Sylvester-Manager Spiering verkündete bereits lange vor dem eigentlichen WM-Kampf vollmundig die Zielstellung seines Teams: „Wir haben ein Motto gegen das Flaggschiff von Universum Box-Promotion. Wir werden es jagen, rammen und versenken.“

Der 29-jährige Felix Sturm konterte prompt: „Ein großer Champion braucht keine große Klappe. Zu einem guten Boxer gehören Herz, Mut und der Kopf. Aber Verstand und Niveau ist bei denen (Team Sylvester, Anm. d. Red.) nicht vorhanden.“

Sebastian Sylvester (28), der von Sauerland Events promotet wird, hatte sich als aktuelle Nummer 1 der WBA-Rangliste das Herausforderungsrecht für diesen WM-Kampf durch seinen Sieg gegen Javier Castillejo im April diesen Jahres gesichert, als er diesen in der 12. Runde durch K.O. besiegte. Sylvester, der Sturm im Vorfeld dieses Kampfes immer wieder mit dessen abgelegten Geburtsnamen ansprach, gab sich durch seinen überzeugenden Sieg über Castillejo selbstbewusst und angriffslustig: „Mein Kampf gegen Castillejo war das Halbfinale. Jetzt kommt das Finale. Voll konzentriert gehe ich jetzt den Kampf gegen Adnan Catic an.“
Sylvesters Trainer Hartmut Schröder setzte noch einen obendrauf: „Wir freuen uns auf die WM und sind gut vorbereitet. Wenn Felix arrogant auftritt, soll er seine Jacke mitnehmen. Denn er wird lange liegen – und dann wird es kalt.“

Felix Sturm: „Nach sechs Wochen Konditionstraining und vier Wochen Techniktraining und Sparring kann ich es kaum erwarten, in den Ring zu steigen und alles umzusetzen, was wir trainiert haben.“ Sebastian Sylvester entgegnete: „Ich glaube an mich. Der kann nicht 12 Runden weglaufen – irgendwann stellt er sich“ und Trainer Schröder legte noch einmal nach: „Wir freuen uns, am 1. November dann Weltmeister zu sein! Wir wollen gewinnen und werden alles bekämpfen, was wir bei Felix, ähm Adnan, studiert haben.“

Der Kampfabend

Um es vorweg zu nehmen: Es war ein sehr guter Kampf, der auch hielt, was er versprach. Trotz aller Verbal-Attacken war es aber auch ein fair geführter Kampf, in dem der Ringrichter kaum einzugreifen brauchte. 9.200 Zuschauer – darunter auch wieder viel Prominenz – mit vielen Boxfans aus beiden Lagern sorgten in der ausverkauften Halle in Oberhausen zusätzlich für einen stimmungsvollen Rahmen.
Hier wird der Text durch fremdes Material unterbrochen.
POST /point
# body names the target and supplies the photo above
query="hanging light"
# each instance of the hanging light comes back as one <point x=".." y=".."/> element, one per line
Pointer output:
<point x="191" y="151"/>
In einem gut und druckvoll geführten Gefecht konnte Felix Sturm das Duell einstimmig nach Punkten für sich entscheiden. Mit seiner immer wieder gut geschlagenen Führhand und seiner Schnelligkeit sorgte der alte und neue Weltmeister dafür, dass nie ein Zweifel an der erfolgreichen Verteidigung seines WBA-Titels aufkam. Nur am Anfang konnte Sylvester das Duell ausgeglichen gestalten, doch mit zunehmender Dauer und einem eindrucksvollen Kampf dominierte Sturm seinen Pflichtherausforderer immer mehr. Für den Champion vom Hamburger Universum Boxstall war dies bereits die fünfte Verteidigung seines Weltmeistergürtels. „Zu einem guten Kampf gehören immer zwei Boxer und wir haben heute Abend beide unseren Beitrag dazu geliefert”, sagte Felix Sturm nach dem Kampf. Und weiter: „Ich muss zugeben, er hatte eine gute Taktik und das hat mich ein wenig überrascht. Er war stärker als ich dachte. Deshalb musste ich mich in der 2. und 3. Runde etwas umstellen und noch mehr aufs Tempo drücken. Ich denke, das war ein sehr guter Kampf von uns beiden. Ich habe auch versucht, bis zur letzten Sekunde den Knock Out zu suchen, denn das gehört meiner Meinung nach auch zu einem großen Champion dazu.“

Auf das „verbale Anboxen” im Vorfeld angesprochen, sagte Sturm: „Im Vordergrund steht absolut immer der Sport. Vielleicht war es ja auch nur Taktik, um den Gegner nervös zu machen. Aber wir haben uns nach dem Kampf die Hand gegeben – wir haben immer noch gegenseitigen Respekt. Der Ring ist auch der richtige Ort, um alles auszutragen und ich denke, das ist auch die fairste Sache der Welt. Zwei Leute stehen sich gegenüber und jeder gibt alles. Der eine gewinnt und der andere verliert. Das akzeptiert man dann auch. Wir haben persönlich überhaupt nichts gegeneinander. Wir sind Sportler und so werden wir uns auch verhalten. Es war ein wirklich guter Kampf und kein Schattenboxen wie bei anderen Boxern. Über diesen Kampf wird wohl noch eine ganze Weile geredet werden.“
Der „Hurricane” Sebastian Sylvester erwiderte darauf kurz und knackig: „Er hat geboxt wie ein Weltmeister!”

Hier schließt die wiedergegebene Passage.